О моем гороскопе мама со мной больше ни разу не заговаривала. Я не раз собиралась попросить Дзалумму отыскать бумаги, которые астролог оставил матери, и прочитать правду о своей судьбе. Но каждый раз меня удерживало чувство страха.
Я и без того знала больше, чем мне хотелось бы.
Но прошло еще два года, прежде чем я узнала о преступлении, с которым была неразрывно связана.
ЧАСТЬ I
26 АПРЕЛЯ 1478 ГОДА
III
В огромном холодном соборе Санта-Мария дель Фьоре перед алтарем стоял Бернардо Бандини Барончелли, изо всех сил стараясь унять дрожь в руках. Разумеется, ему это не удалось — как не удалось скрыть от Господа черноту своей души. Он в молитвенном жесте сложил ладони и поднес их к губам. Зашептал срывающимся голосом, моля об успехе рискованного темного дела, в которое оказался замешан, и о прощении в случае успеха.
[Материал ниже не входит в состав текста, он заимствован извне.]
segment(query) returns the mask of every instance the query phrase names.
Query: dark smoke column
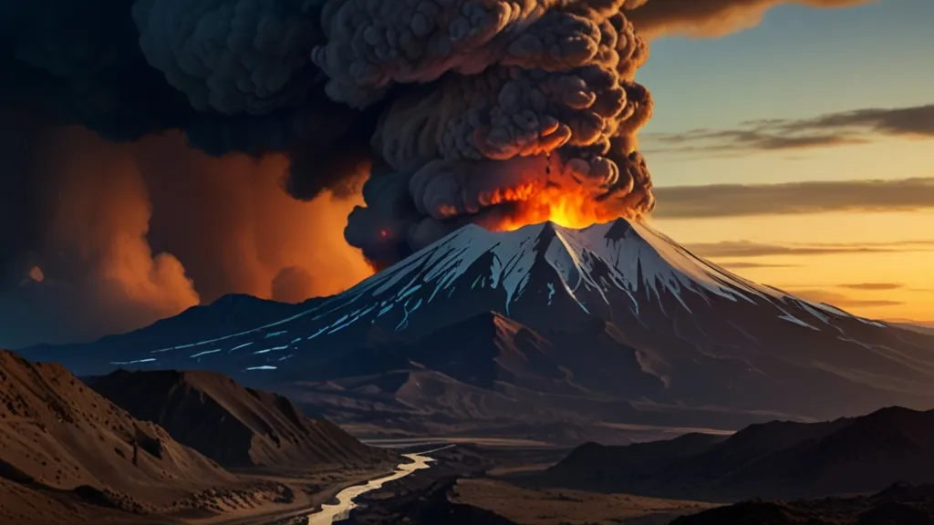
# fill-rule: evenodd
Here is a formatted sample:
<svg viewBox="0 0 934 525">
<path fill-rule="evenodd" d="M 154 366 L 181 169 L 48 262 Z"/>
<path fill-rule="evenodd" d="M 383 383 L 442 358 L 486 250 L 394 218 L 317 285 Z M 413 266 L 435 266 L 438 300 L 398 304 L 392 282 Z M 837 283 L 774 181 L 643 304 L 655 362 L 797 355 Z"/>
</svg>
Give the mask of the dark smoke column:
<svg viewBox="0 0 934 525">
<path fill-rule="evenodd" d="M 637 5 L 631 1 L 630 6 Z M 601 217 L 654 206 L 634 82 L 648 57 L 625 0 L 330 0 L 312 58 L 325 92 L 387 105 L 365 207 L 345 235 L 390 264 L 468 222 L 584 193 Z"/>
</svg>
«Я благочестивый человек. — Барончелли направил все мысли к Всевышнему. — Я всегда желал людям добра. Как же я в это ввязался?»
Ответа не последовало. Барончелли уставился на алтарь из темного дерева и золота. Сквозь витражные окна купола вниз струился утренний свет, отражаясь от золоченых фигур желтыми лучиками, в которых поблескивали пылинки. Это зрелище навеяло на него мысли о незапятнанном Эдеме. Конечно, Бог был там, но Барончелли ощущал не божественное присутствие, а только собственную порочность.
— Прости меня, Господи, самого несчастного грешника, — бормотал он.
Его тихая молитва смешивалась с сотнями других приглушенных молитв, звучавших под сводами кафедрального собора Святой Девы Марии с цветком лилии в руках, называемого горожанами попросту — Дуомо[2]. Это святилище, одно из самых больших в мире, было построено в форме латинского креста. Все сооружение венчало величайшее достижение архитектора Брунеллески — невероятный по своим размерам купол, казалось висящий в воздухе без опоры. Видимый в любой части города, оранжевый кирпичный купол магическим образом господствовал в небе и стал, подобно лилии, символом Флоренции. Он возносился так высоко, что когда Барончелли впервые его увидел, то подумал, что верхушка наверняка достигает Небесных Врат.
Но именно в это утро Барончелли пребывал в царстве, расположенном гораздо ниже. Хотя план вроде бы был настолько прост, что не предполагал никаких осечек, теперь, когда яркий рассвет обещал до боли чудесный день, заговорщика захлестнули дурные предчувствия и сожаление. Последнее чувство сопровождало его, чуть ли не всю жизнь: он родился в одном из самых богатых и знатных семейств города, но, достигнув преклонного возраста, промотал состояние и влез в долги. Кроме своего банковского дела, ничего другого он не знал, поэтому теперь стоял перед выбором: перевезти жену и детей в Неаполь, где просить помощи и покровительства у одного из богатых родственников — участь, с которой его прямодушная супруга, Джованна, никогда бы не примирилась, — или предложить свои услуги одному из двух самых значительных семейств Флоренции, державших банкирские дома: Медичи или Пацци.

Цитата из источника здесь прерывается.